The answer is simple, you don’t. What you do need is the awareness that everyone has their own skillset and the knowledge that you require to get things done. A multidisciplinary team. Or (to be frank) everyone is dumb, just in a different area.
Now back to the manager, or maybe even to you as a manager, and how much trust you really have in your people. Are you surrounded by a group who know exactly what they need to do and how to approach it? In many organisations, the answer to this question is a resounding yes. The team can self-organise, and once their goal is clear, it is up to them. The manager is mainly “coach” and there to enable the team.
All well and good; until things get complicated. For example when it looks like targets won’t be met, or maybe important stakeholders, such as clients, regulators or management teams become dissatisfied. These are the times when most managers can’t resist stepping in to snatch up the reins. They start delegating tasks: “what has to be done? by whom? when? and how?”. They insist on being asked for permission to take any subsequent steps. Why? It all comes down to the fact that they don’t trust that others can do things better than themselves.

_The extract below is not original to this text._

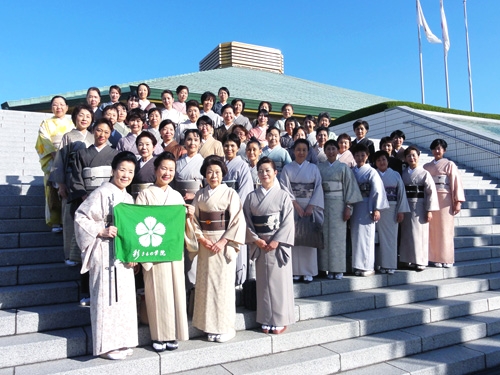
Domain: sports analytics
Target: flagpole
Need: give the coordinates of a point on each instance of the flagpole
(422, 90)
(468, 57)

Thankfully there are companies where this trust does exist. A good example of which was seen over the last few years on the football pitch of the Dutch national team, under the management of Ronald Koeman. In order to win their group in the Nations League, The Netherlands needed to draw against Germany. At the end of the first half it was 2-0 to Germany, who were playing well. The Netherlands, on the other hand, weren’t really getting anywhere. The second half continued in the same way; Germany attacked, The Netherlands faltered. Important stakeholders (fans, commentator) express their concern. Maybe even the team and management do too, because it looks like their target won’t be met.
For a moment, let’s just imagine..
Koeman is the type of manager we described above. When things aren’t going to plan, he feels the need to take the reigns. He says to his players ‘from now on I will tell you exactly what to do, who is going to do it and when and how it will be done.’ As a result, the team’s attacker, Memphis, has to consult Koeman and ask permission for his next move each time he gets the ball. Before he can take any action, defender, Virgil van Dijk has to ask “do I pass this ball, send it wide or return it to the keeper?.”

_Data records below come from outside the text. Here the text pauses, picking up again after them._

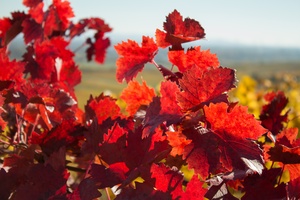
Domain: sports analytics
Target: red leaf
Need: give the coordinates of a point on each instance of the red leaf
(104, 107)
(98, 48)
(10, 28)
(201, 86)
(178, 31)
(194, 189)
(32, 30)
(86, 190)
(164, 109)
(235, 127)
(178, 141)
(136, 95)
(194, 56)
(293, 189)
(58, 17)
(286, 151)
(90, 23)
(5, 25)
(2, 122)
(271, 115)
(134, 57)
(11, 70)
(37, 13)
(167, 180)
(108, 177)
(31, 3)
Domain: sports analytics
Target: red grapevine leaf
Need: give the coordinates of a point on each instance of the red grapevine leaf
(108, 177)
(293, 189)
(271, 115)
(134, 57)
(194, 56)
(10, 70)
(194, 189)
(200, 87)
(37, 13)
(31, 3)
(90, 23)
(87, 189)
(178, 141)
(164, 109)
(10, 28)
(2, 122)
(178, 31)
(104, 107)
(142, 191)
(234, 127)
(98, 48)
(5, 24)
(32, 30)
(6, 184)
(167, 180)
(136, 95)
(286, 151)
(58, 17)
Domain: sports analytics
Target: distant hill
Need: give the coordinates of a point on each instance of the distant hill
(228, 53)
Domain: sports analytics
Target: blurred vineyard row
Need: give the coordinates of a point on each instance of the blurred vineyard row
(250, 92)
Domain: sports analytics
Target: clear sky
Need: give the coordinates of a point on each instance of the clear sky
(257, 22)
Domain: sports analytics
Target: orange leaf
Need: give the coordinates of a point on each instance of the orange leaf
(134, 57)
(194, 56)
(136, 95)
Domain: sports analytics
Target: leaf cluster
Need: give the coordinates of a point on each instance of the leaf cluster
(51, 149)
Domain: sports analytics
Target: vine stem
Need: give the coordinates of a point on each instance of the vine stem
(155, 64)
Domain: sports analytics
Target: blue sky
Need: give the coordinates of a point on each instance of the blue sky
(255, 22)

You can imagine how much disruption this would cause to the game. It’s pretty obvious that The Netherlands won’t get very far under this managerial style. In fact, it even gives Germany an opportunity: They take advantage of the delays, continue to steal the ball, and set up attack after attack. The Netherlands goal is definitely being found, by Germany. Whereas their actual goal is getting further and further out of their reach.
Back to reality
That is not what happened at all! Because Koeman possesses an important characteristic, which is indispensable in these make or break situations: He is able to wholeheartedly trust in his team. He knows one thing for sure; every player on the field can play better football than he can.
He trusts, ensures the goal to be achieved remains clear, and teaches the team that they are self-organising and multidisciplinary. The goal remains the same, but the path which they take to achieve it can always change. That’s why he (actually assistant coach Lodeweges) is known for his famous little ‘note’: indications to the team that the goal is still feasible and the skills of Virgil van Dijk can be used in an alternative way to achieve the same goal. Not by demanding the specific way Van Dijk should play, but by pointing out his attacking capabilities, even though he’s actually a defender.
In the second half, The Netherlands draw 2-2 and achieve their goal. Happy team, happy management, happy fans. Of course, it could have all turned out very differently and that happens often enough. But no matter the outcome, the approach that Koeman and his team took together was the right one.